NVIDIA’s Tensor core GPU took less than an hour to train the BERT model

BERT, short for, Bidirectional Encoder Representations from Transformers, was introduced by a team of researchers at Google Language AI. It is capable of performing a wide variety of state-of-the-art NLP tasks including Q&A, sentiment analysis, and sentence classification. What makes BERT different from other language models is that it applies the bidirectional training of Transformer to language modelling. Transformer is an attention mechanism that learns contextual relations between words in a text. It is designed to pre-train deep bidirectional representations from the unlabeled text by using both left and right context in all layers.

NVIDIA researchers chose BERT-LARGE, a version of BERT created with 340 million parameters for the study. NVIDIA’s DGX SuperPOD was able to train the model in a record-breaking time of 53 minutes. The Super POD was made up of 92 DGX-2H nodes and 1472 GPUs, which were running PyTorch with Automatic Mixed Precision.

The following table shows the time taken to train BERT-Large for various numbers of GPUs:

NVIDIA BERT

Source: NVIDIA

Looking at these results, the team concluded, “The combination of GPUs with plenty of computing power and high-bandwidth access to lots of DRAM, and fast interconnect technologies, makes the NVIDIA data center platform optimal for dramatically accelerating complex networks like BERT.

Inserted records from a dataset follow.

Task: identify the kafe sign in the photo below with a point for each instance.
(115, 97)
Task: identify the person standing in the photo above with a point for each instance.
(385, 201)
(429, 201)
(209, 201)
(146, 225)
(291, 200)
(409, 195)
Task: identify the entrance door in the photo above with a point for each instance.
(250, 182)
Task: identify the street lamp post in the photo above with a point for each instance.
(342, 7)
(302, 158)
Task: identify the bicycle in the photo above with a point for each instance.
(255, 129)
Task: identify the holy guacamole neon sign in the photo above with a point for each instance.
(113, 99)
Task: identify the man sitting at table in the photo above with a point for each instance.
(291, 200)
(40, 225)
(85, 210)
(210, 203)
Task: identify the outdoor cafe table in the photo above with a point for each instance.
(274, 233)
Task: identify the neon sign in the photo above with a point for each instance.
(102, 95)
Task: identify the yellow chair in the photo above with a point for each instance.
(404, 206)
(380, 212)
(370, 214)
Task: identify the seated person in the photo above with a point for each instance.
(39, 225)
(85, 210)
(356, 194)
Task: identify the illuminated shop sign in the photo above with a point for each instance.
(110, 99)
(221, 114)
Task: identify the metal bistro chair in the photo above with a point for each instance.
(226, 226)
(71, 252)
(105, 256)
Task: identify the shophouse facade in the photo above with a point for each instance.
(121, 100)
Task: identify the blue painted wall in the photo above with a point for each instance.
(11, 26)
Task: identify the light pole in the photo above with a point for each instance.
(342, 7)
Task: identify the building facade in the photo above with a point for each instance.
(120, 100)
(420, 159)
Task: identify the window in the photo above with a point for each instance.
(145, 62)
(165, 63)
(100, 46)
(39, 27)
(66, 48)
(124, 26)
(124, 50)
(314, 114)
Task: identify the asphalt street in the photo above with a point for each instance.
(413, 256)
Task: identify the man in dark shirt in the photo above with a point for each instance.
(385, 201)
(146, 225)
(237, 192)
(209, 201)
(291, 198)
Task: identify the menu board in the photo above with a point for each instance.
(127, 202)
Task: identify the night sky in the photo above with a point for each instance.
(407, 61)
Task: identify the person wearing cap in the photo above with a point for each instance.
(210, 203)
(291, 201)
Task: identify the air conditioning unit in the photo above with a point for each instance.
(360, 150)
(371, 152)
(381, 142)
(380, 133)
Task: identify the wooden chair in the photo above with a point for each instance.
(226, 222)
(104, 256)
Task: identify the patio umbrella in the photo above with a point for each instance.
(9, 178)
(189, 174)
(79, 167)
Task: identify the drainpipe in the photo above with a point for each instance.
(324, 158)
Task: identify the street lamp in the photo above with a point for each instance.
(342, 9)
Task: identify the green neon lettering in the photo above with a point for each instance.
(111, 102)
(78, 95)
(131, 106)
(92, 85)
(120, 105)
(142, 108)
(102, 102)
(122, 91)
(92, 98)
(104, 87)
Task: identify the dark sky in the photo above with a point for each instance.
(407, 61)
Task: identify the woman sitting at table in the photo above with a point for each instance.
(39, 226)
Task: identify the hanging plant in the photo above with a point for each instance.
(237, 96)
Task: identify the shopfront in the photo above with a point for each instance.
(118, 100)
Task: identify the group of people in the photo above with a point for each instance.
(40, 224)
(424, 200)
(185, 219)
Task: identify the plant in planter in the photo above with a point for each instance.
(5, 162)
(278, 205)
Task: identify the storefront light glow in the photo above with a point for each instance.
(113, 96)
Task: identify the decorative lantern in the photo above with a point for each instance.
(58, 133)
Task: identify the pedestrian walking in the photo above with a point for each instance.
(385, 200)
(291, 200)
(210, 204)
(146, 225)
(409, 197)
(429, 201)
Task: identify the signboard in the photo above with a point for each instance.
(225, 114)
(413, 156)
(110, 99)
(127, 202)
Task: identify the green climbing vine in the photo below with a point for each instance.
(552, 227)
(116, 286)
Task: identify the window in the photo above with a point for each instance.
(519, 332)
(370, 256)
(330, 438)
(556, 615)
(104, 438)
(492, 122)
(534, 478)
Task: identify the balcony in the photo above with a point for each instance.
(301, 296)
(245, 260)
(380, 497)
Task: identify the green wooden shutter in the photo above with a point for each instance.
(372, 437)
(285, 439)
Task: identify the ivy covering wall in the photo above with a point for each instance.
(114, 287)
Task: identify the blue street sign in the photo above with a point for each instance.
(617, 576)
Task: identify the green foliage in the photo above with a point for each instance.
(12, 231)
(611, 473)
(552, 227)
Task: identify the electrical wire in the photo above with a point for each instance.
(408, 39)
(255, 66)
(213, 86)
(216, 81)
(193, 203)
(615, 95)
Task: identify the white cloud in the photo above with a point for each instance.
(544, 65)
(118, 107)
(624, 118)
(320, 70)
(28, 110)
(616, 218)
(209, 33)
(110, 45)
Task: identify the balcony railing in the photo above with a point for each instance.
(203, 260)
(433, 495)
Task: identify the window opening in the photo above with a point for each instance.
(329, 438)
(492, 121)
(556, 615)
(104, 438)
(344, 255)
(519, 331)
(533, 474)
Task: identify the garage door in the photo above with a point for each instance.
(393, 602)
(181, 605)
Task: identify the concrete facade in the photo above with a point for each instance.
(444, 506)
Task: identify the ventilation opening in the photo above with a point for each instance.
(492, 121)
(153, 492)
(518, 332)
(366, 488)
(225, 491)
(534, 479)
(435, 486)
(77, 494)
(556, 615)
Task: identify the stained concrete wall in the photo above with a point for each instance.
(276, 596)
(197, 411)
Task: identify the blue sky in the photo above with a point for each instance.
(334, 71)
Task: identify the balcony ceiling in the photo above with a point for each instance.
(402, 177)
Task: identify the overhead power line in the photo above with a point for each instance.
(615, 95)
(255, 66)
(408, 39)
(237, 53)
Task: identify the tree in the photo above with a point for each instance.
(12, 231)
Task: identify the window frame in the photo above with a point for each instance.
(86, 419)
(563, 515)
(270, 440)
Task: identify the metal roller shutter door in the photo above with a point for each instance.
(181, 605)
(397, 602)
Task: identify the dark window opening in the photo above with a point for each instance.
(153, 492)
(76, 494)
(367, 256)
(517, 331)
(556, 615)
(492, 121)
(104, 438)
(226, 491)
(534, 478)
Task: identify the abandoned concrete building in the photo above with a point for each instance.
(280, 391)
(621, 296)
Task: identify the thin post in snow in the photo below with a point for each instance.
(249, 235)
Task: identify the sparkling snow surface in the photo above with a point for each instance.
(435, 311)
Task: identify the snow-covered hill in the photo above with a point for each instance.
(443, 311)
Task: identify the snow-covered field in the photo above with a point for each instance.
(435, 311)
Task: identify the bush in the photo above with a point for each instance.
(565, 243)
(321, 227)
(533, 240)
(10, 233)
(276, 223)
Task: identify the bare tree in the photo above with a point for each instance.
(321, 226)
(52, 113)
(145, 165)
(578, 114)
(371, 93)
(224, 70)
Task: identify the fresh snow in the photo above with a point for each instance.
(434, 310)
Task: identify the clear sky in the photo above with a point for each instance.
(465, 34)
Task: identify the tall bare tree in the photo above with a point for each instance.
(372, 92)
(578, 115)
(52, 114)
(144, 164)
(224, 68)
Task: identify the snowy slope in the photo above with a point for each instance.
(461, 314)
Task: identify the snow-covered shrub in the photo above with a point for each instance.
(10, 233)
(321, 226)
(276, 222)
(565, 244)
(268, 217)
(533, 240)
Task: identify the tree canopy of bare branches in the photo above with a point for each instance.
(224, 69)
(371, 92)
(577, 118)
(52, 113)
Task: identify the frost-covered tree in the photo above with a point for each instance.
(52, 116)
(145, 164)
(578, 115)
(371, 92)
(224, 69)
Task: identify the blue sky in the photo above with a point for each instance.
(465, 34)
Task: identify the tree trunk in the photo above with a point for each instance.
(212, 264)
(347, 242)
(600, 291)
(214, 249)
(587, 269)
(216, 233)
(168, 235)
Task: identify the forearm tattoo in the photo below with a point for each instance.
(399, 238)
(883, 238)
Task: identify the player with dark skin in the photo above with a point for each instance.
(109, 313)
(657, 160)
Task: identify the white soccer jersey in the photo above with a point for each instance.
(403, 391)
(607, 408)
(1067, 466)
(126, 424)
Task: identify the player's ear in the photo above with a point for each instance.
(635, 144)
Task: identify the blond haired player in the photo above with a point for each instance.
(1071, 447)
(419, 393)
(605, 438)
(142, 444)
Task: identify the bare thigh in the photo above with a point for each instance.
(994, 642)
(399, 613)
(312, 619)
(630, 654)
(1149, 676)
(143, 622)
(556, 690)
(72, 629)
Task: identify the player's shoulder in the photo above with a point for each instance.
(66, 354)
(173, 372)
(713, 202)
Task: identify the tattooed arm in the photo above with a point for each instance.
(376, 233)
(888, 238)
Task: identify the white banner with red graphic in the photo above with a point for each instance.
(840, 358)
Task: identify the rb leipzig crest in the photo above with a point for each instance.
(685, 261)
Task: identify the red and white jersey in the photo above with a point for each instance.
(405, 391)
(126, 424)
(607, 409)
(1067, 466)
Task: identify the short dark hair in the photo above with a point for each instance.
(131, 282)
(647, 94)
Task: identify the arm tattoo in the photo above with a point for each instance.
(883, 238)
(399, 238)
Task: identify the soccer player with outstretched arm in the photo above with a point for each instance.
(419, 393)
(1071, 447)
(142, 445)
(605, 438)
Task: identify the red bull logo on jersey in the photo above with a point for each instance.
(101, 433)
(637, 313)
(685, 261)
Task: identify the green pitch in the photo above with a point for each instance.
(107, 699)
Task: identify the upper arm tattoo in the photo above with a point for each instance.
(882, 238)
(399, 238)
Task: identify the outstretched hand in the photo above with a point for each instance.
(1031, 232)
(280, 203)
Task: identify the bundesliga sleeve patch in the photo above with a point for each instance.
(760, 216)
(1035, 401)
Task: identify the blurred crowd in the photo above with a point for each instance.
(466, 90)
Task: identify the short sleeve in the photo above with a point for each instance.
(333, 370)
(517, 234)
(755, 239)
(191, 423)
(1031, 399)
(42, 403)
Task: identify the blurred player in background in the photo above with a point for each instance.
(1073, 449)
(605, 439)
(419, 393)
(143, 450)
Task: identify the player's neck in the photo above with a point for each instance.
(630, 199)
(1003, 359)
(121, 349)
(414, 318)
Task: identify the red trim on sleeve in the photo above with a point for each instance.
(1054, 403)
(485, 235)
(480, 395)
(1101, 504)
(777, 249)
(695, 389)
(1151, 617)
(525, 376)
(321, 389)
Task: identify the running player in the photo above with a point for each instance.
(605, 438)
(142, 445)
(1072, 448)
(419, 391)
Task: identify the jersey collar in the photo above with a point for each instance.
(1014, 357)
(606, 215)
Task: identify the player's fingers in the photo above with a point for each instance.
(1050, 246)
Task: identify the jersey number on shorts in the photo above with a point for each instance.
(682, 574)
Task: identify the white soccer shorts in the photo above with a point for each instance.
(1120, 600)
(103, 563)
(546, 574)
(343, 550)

In a conversation with reporters and analysts, Bryan Catarazano, Vice President of Applied Deep Learning Research at NVIDIA said, “Without this kind of technology, it can take weeks to train one of these large language models.” NVIDIA further said that it has achieved the fastest BERT inference time of 2.2 milliseconds by running it on a Tesla T4 GPU and TensorRT 5.1 optimized for datacenter inference.

NVIDIA launches Project Megatron, under which it will research training transformer language models at scale

Beginning this year, OpenAI introduced the 1.5 billion parameter GPT-2 language model that generates nearly coherent and meaningful texts. The NVIDIA Research team has built a scaled-up version of this model, called GPT-2 8B. As its name suggests, it is made up of 8.3 billion parameters, which makes it 24X the size of BERT-Large.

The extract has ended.